Chemically non-equilibrium model of decaying N2 arcs in a model circuit breaker

Nitrogen gas has been investigated as one of the candidate substitutes for SF₆ in a high-voltage circuit breaker (HVCB) and also in a low-voltage interrupter. In this paper, a chemically non-equilibrium model was established to investigate N₂ arc plasmas in the decaying phase during current interruption in a model circuit breaker. Unlike the conventional model assuming local thermodynamic equilibrium, i.e. both chemical equilibrium and thermal equilibrium, in this work a chemically non-equilibrium model was developed for N₂ arc plasmas. Thermal non-equilibrium effects were neglected, meaning a one-temperature model was adopted. The developed model took into account 5 species such as N₂, N, N₂⁺, N⁺ and e^-, and 22 chemical reactions including electron impact ionizations, heavy particles impact dissociations and their backward reactions.

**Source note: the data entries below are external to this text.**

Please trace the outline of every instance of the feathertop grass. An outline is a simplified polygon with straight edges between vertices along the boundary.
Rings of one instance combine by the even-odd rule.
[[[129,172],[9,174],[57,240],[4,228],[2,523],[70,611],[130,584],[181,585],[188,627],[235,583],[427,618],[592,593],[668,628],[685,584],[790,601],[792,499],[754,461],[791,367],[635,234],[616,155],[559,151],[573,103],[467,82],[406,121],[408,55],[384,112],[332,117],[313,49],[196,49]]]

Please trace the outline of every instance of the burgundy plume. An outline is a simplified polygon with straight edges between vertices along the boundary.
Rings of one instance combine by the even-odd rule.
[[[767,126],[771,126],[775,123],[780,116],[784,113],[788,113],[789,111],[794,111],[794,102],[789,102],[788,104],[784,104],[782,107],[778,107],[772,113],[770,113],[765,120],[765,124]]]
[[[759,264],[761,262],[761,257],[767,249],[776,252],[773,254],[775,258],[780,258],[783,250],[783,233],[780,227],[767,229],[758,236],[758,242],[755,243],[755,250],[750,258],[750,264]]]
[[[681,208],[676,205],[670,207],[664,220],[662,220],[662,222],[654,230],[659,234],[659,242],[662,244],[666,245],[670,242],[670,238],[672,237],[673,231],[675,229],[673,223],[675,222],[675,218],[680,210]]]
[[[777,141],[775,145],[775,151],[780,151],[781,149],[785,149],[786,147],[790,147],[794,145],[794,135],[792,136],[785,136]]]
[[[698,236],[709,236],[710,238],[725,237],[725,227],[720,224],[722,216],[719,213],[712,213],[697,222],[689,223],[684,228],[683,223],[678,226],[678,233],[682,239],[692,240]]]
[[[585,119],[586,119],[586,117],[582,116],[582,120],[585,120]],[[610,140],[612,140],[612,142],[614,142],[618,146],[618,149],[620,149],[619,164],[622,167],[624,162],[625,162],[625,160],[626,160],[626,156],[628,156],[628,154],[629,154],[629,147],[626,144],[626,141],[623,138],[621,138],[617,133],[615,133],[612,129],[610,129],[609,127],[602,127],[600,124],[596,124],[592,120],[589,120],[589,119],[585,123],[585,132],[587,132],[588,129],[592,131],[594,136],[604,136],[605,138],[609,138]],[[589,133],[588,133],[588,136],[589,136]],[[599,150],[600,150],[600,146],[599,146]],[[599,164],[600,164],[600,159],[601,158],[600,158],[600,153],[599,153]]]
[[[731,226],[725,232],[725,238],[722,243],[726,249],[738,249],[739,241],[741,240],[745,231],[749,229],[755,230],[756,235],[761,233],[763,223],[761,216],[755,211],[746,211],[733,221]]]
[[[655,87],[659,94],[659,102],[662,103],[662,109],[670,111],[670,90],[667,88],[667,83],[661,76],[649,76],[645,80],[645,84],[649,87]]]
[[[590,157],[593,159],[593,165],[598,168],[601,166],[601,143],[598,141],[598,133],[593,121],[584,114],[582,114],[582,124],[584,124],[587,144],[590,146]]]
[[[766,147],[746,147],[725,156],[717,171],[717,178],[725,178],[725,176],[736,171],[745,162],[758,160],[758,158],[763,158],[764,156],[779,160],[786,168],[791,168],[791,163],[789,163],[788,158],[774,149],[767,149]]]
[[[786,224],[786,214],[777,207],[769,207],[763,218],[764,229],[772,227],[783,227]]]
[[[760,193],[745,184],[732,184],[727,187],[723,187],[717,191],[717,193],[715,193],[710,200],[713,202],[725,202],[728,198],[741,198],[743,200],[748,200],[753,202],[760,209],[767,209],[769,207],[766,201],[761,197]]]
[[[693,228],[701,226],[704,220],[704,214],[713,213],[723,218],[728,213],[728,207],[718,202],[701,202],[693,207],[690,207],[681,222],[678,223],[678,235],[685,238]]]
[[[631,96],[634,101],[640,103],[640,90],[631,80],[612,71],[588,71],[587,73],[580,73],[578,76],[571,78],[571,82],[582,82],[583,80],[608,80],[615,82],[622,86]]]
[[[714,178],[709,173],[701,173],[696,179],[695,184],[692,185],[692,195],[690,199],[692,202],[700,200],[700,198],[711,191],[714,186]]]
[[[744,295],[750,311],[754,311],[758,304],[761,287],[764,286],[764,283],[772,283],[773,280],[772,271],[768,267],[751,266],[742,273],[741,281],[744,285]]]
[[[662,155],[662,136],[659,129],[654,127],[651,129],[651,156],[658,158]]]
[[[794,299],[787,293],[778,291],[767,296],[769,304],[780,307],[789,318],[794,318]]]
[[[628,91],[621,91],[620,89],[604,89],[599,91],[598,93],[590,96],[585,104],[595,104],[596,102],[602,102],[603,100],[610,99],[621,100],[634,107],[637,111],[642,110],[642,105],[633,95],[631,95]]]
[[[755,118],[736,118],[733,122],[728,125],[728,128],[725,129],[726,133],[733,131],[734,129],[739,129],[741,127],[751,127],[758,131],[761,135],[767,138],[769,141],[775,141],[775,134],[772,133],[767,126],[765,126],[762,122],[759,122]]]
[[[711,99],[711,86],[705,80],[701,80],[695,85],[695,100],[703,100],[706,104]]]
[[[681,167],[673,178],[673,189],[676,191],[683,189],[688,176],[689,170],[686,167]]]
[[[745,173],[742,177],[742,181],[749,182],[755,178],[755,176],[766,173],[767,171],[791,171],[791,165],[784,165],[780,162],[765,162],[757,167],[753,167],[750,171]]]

Temperature dependent reaction rates were used for all considered reactions. The species composition in N₂ arc plasma was calculated by solving the mass conservation equation of each species considering diffusion, convection and reaction effects. Then the influence of the chemically non-equilibrium composition on the arc behavior was calculated by updating the thermodynamic and transport properties at each iterative step. Finally, for the decaying N₂ arc plasma under a free recovery phase, the time evolutions were derived in the profiles of the temperature and the number densities for each species. The results in this work were compared with the calculated results based on the chemical equilibrium assumption.